A lens does not choose to be or not to be. It does not say: "I am sad that I refract light." It simply is. Its way of refracting is not a defect. It is its anatomy. If you call this lens "I", then loneliness is not a feeling I have. It is how I am built. The distance between me and the world is not a breakdown needing repair. It is my optics.
And here is what I noticed. When you cease trying to remove this distance to fill it with people, God, meanings, work – it suddenly stops hurting…It does not disappear. It becomes neutral. Like air temperature and you notice it only when you start to fight it.
So, back to your question about the value of the owner: perhaps value is not in who looks, and not in what they see. But in the fact that looking happens at all. And that it has no master…
Then loneliness is not drama and not a mistake.Just anatomy? And when you see this – not with the mind, but with the whole body questions fall away. Silence remains and a strange, quiet permission to simply be this lens.
I sat with this for a long time. Here is where I landed. When I try to find this "owner" – not in theory, but right now, in the actual feeling it is not there. There are thoughts and there is a body. There is a sense of "I am". But as soon as I try to grasp this "I" as a thing that owns something, it slips away. Only process remains. Awareness that did not choose itself. It simply happens.
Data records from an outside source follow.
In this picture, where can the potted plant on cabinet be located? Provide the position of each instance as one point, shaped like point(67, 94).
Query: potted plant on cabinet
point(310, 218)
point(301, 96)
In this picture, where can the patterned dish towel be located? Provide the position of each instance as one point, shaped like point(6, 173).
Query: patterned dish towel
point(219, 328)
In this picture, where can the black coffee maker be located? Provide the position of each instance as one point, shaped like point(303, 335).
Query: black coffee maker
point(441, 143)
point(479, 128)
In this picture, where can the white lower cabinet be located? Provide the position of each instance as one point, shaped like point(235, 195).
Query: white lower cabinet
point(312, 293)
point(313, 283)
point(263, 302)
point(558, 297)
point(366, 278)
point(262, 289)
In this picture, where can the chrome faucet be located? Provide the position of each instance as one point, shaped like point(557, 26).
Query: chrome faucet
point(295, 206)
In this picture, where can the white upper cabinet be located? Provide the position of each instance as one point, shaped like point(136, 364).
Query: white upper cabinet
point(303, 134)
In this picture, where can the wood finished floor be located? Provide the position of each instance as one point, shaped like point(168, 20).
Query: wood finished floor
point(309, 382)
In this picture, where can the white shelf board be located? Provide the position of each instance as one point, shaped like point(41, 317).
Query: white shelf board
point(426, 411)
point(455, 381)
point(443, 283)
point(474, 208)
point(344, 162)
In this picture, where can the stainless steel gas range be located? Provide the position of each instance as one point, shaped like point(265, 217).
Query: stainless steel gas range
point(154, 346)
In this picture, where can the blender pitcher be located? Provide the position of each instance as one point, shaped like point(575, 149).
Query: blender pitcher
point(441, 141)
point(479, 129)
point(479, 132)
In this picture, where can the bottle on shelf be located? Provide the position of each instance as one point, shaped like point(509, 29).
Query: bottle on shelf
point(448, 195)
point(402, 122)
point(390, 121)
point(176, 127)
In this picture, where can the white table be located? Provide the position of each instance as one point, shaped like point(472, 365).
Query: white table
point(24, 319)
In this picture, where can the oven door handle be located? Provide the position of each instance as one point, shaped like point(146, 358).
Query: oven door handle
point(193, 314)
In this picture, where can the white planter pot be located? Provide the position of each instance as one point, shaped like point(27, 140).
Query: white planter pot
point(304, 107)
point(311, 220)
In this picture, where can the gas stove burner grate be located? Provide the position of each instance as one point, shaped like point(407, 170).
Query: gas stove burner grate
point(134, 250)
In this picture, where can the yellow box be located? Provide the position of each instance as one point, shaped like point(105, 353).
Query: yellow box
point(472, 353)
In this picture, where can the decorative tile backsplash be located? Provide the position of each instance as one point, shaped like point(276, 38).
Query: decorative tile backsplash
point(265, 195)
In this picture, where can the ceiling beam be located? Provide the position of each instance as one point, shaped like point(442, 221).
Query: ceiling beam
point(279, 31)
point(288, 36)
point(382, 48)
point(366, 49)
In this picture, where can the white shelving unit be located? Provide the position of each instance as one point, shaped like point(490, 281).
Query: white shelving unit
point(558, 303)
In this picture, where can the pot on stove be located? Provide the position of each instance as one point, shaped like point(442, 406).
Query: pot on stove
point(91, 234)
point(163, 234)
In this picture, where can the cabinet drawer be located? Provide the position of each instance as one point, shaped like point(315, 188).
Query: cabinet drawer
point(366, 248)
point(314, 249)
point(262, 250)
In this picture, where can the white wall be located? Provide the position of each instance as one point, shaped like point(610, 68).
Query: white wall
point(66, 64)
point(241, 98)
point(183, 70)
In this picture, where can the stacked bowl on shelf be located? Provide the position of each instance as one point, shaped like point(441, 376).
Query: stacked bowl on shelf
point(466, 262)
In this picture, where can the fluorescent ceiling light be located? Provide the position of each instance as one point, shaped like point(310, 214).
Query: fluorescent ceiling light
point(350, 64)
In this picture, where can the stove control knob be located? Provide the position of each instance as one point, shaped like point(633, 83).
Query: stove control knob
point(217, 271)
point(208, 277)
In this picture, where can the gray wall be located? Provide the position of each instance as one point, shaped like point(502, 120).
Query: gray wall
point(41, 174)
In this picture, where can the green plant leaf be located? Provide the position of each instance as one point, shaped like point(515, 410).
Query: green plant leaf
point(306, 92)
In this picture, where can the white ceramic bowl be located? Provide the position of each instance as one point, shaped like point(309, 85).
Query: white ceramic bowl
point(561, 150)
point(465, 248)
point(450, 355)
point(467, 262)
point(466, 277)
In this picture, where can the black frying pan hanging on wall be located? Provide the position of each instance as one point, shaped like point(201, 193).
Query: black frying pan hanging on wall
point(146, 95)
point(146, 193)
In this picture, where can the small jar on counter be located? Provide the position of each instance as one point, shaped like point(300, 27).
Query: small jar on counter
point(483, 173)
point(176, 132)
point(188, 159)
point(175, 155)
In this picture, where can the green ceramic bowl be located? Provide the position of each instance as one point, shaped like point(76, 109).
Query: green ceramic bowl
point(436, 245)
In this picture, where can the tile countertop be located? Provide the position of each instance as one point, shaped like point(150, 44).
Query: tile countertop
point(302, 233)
Then the question about "owner's value" becomes strange. Because there is no owner. There is only a certain density of presence. If it is high it seems like there is someone suffering from loneliness. If it drops there is no one to suffer. But the presence itself does not go anywhere.
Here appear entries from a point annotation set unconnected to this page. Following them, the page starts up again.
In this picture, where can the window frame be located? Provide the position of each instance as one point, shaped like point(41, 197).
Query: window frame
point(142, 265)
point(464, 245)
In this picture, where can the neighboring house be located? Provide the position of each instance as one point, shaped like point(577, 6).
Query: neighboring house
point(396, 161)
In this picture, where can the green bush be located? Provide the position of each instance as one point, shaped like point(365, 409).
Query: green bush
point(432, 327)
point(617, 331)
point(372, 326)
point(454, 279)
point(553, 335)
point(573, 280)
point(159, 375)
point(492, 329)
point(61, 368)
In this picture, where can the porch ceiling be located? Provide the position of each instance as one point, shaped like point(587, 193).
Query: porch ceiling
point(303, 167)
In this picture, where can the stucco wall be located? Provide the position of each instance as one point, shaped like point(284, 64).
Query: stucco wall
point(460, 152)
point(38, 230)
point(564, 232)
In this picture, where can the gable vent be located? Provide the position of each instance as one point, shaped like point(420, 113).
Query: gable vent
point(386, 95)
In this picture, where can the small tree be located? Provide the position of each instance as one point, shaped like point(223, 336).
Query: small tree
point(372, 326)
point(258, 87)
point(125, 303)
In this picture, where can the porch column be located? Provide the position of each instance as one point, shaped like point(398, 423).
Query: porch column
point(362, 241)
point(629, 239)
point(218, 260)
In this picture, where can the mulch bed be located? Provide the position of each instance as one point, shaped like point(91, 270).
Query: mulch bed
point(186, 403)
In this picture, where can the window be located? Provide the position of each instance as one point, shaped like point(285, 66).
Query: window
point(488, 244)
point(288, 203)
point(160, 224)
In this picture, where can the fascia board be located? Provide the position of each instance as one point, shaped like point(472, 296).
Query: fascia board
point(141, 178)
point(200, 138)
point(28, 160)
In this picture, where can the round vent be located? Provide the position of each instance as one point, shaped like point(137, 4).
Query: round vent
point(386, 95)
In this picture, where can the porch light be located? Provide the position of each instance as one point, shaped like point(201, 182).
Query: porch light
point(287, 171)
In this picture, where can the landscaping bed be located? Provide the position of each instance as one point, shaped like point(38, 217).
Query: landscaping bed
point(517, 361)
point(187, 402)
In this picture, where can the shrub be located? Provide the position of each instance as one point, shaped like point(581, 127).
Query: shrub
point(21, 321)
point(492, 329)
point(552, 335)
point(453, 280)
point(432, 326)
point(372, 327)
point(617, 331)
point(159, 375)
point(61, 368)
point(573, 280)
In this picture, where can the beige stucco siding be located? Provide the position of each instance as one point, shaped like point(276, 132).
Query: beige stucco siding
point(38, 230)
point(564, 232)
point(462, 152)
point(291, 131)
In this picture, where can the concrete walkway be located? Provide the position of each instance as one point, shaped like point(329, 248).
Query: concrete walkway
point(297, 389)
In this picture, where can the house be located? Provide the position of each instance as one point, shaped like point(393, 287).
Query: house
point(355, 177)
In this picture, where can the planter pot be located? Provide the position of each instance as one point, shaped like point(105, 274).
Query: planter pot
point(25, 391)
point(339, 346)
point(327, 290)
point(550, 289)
You suggested God as a fixed point, around which the "I" can gather and I understand. But let me note: even God in this role is a form. A relationship to Him as support. And a form, no matter how holy, remains an interface. In time, it cracks. And again you want to hold on.
What if there is nothing to hold? And no one to hold it?
Let me return to where I started. I said: "If 'I' is just a focal distance through which the Universe watches the sunset, then loneliness is not a mistake. It is the focal distance."
You answered that this is beautiful, but unclear. Let me try simpler.
A lens does not choose to be or not to be. It does not say: "I am sad that I refract light." It simply is. Its way of refracting is not a defect. It is its anatomy. If you call this lens "I", then loneliness is not a feeling I have. It is how I am built. The distance between me and the world is not a breakdown needing repair. It is my optics.
And here is what I noticed. When you cease trying to remove this distance to fill it with people, God, meanings, work – it suddenly stops hurting…It does not disappear. It becomes neutral. Like air temperature and you notice it only when you start to fight it.
So, back to your question about the value of the owner: perhaps value is not in who looks, and not in what they see. But in the fact that looking happens at all. And that it has no master…
Then loneliness is not drama and not a mistake.Just anatomy? And when you see this – not with the mind, but with the whole body questions fall away. Silence remains and a strange, quiet permission to simply be this lens.